Ericsson’s Cloud RAN offering — including its central unit-control plane (CU-CP), central unit-user plane (CU-UP), distributed unit (DU), and RAN service discovery — has passed the independent Network Equipment Security Assurance Scheme (NESAS) audit.
The NESAS audit for the Cloud RAN was successfully completed in November 2021, making it the latest Ericsson offering to be fully compliant with the security requirements defined by 3GPP and GSMA.
This follows earlier compliance by Ericsson core, transport, and RAN portfolios. NESAS provides a common security assurance framework for secure product development and product lifecycle processes across the mobile industry. Hence, conformance with NESAS is an integral part of Ericsson’s security reliability model (SRM).
Per Narvinger, head of product area networks, Ericsson, says, “With 5G rollouts accelerating across the world, 5G network security is rapidly becoming a key topic among regulators, authorities, service providers and their consumer and business customers.
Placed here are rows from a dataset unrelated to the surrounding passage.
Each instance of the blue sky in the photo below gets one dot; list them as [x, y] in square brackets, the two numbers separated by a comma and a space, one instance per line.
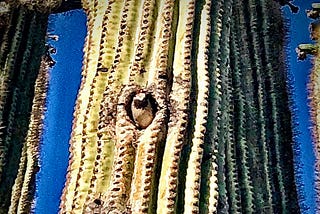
[64, 83]
[300, 70]
[63, 87]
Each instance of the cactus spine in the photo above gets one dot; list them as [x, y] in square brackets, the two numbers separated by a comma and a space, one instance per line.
[175, 113]
[211, 132]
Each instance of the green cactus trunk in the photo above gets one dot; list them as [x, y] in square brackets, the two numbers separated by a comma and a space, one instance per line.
[207, 77]
[21, 50]
[221, 138]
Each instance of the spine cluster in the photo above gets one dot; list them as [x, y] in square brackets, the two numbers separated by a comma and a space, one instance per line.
[221, 137]
[22, 100]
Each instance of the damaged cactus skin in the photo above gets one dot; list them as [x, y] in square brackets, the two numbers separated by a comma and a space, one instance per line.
[178, 114]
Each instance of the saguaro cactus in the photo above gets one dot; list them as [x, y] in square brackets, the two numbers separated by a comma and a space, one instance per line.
[218, 131]
[183, 108]
[22, 46]
[314, 90]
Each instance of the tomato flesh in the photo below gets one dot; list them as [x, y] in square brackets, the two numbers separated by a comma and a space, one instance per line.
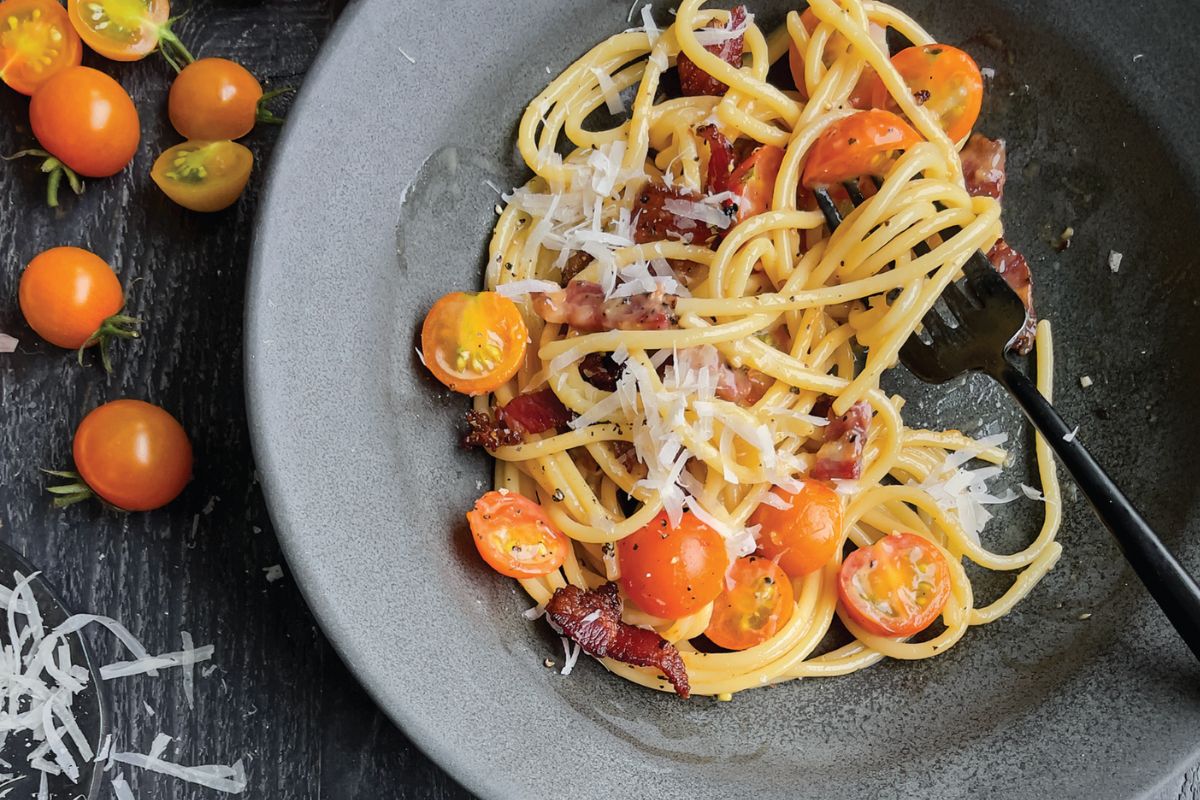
[943, 79]
[474, 343]
[203, 175]
[66, 294]
[87, 120]
[123, 30]
[865, 143]
[133, 455]
[756, 603]
[897, 587]
[515, 536]
[213, 100]
[36, 43]
[805, 536]
[672, 572]
[754, 180]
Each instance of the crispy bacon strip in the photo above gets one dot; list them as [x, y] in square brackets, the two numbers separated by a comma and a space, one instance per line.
[487, 432]
[593, 619]
[1015, 271]
[694, 80]
[983, 166]
[653, 222]
[600, 371]
[583, 306]
[841, 455]
[743, 386]
[534, 413]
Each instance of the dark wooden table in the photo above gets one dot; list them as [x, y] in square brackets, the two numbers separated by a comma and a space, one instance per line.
[281, 698]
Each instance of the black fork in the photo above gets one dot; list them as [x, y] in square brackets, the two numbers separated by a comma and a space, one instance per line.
[987, 317]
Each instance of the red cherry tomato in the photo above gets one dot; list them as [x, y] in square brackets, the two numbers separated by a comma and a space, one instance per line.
[867, 143]
[474, 343]
[672, 572]
[756, 603]
[133, 455]
[804, 537]
[943, 79]
[84, 119]
[214, 100]
[515, 536]
[897, 587]
[36, 43]
[754, 180]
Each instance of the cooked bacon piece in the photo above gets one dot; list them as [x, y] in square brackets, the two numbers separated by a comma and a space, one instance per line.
[743, 386]
[600, 371]
[983, 166]
[489, 432]
[582, 306]
[1015, 271]
[592, 618]
[720, 158]
[694, 80]
[575, 264]
[534, 413]
[653, 222]
[841, 455]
Security is a key cornerstone in the design of our products and with the software and hardware disaggregation, it is even more important that security is built in from the start. I am therefore pleased that Cloud RAN is now confirmed NESAS-compliant as it adds another layer of credibility and trustworthiness to our Ericsson radio access network (RAN) portfolio.”
Cloud-based RAN deployment can provide inherent security advantages such as isolation and geographical redundancy. However, the cloud also introduces new security risks that must be considered, according to an Ericsson technical paper.